Figure 1.

Single-molecule imaging of CREB in cortical neurons. A, Experimental design of single-molecule imaging to visualize TMR-CREB in the nuclei of cortical neurons. A limited number of TMR-CREB molecules in the nucleus are observed with low background using HILO microscopy. B, A cortical neuron transfected with pTα1-EGFP and HaloTag–CREB was observed at 7 DIV. C–K, Subcellular localization of TMR-CREB in fixed HaloTag–CREB-transfected cortical neurons using HILO fluorescence microscopy.
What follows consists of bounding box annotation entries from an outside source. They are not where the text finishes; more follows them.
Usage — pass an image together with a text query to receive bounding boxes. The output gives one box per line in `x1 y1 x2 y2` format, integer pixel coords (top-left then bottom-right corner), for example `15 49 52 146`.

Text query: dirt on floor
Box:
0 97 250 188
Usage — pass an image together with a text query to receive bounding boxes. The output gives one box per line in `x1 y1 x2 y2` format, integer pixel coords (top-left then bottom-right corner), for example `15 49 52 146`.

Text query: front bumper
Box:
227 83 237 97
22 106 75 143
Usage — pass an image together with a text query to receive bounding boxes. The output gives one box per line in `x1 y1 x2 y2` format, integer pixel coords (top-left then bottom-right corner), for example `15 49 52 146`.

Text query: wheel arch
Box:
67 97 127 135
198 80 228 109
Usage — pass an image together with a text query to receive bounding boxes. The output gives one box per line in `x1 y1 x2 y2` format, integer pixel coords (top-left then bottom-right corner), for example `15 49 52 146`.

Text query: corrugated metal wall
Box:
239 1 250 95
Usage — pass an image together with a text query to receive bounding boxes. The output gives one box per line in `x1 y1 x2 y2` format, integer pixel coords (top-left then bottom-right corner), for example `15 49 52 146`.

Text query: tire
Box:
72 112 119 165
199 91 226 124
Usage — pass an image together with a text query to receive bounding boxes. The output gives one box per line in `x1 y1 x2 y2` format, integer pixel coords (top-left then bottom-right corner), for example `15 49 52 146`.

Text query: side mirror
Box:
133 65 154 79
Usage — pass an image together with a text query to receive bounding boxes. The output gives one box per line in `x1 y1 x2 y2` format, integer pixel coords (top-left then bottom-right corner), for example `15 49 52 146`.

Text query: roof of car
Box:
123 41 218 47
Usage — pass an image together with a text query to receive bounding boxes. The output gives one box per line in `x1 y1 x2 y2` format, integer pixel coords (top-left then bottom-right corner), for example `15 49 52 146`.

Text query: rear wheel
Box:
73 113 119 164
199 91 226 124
C, Magnified image of the box in B. The cortical cells were immunostained with anti-lamin A/C antibody (G, H), anti-Ser5-RNAPII C-terminal domain (J, K), and CREB signals were visualized by TMR-conjugated HaloTag ligand (D, E, F, H, I, K). I–K, Series of images (0.2 μm × 50 sections) were subjected to a deconvolution algorithm. Arrows indicate TMR-CREB colocalized with Ser5-phosphorylated RNAP II C-terminal domain. Scale bar, 10 μm. L–Q, The endogenous and exogenous CREB expression level in the HaloTag–CREB-expressing neurons. Fluorescence images of TMR-CREB (L–N) and immunostaining with anti-CREB antibody (O–Q) in fixed HaloTag–CREB-transfected cortical neurons when adding different concentration of doxycycline (0, 0.05, 5 ng/ml). R, The quantitative analysis shows the relative expression level of CREB in transfected neurons treated with different doxycycline concentrations. Bars represent the mean ± SD. The number of neurons analyzed is 21 (0 ng/ml), 15 (0.05 ng/ml), and 15 (5 ng/ml) cells, respectively. The asterisk indicates a significant difference in untreated neurons (0 ng/ml; ANOVA with Tukey–Kramer post hoc tests, *p < 0.001).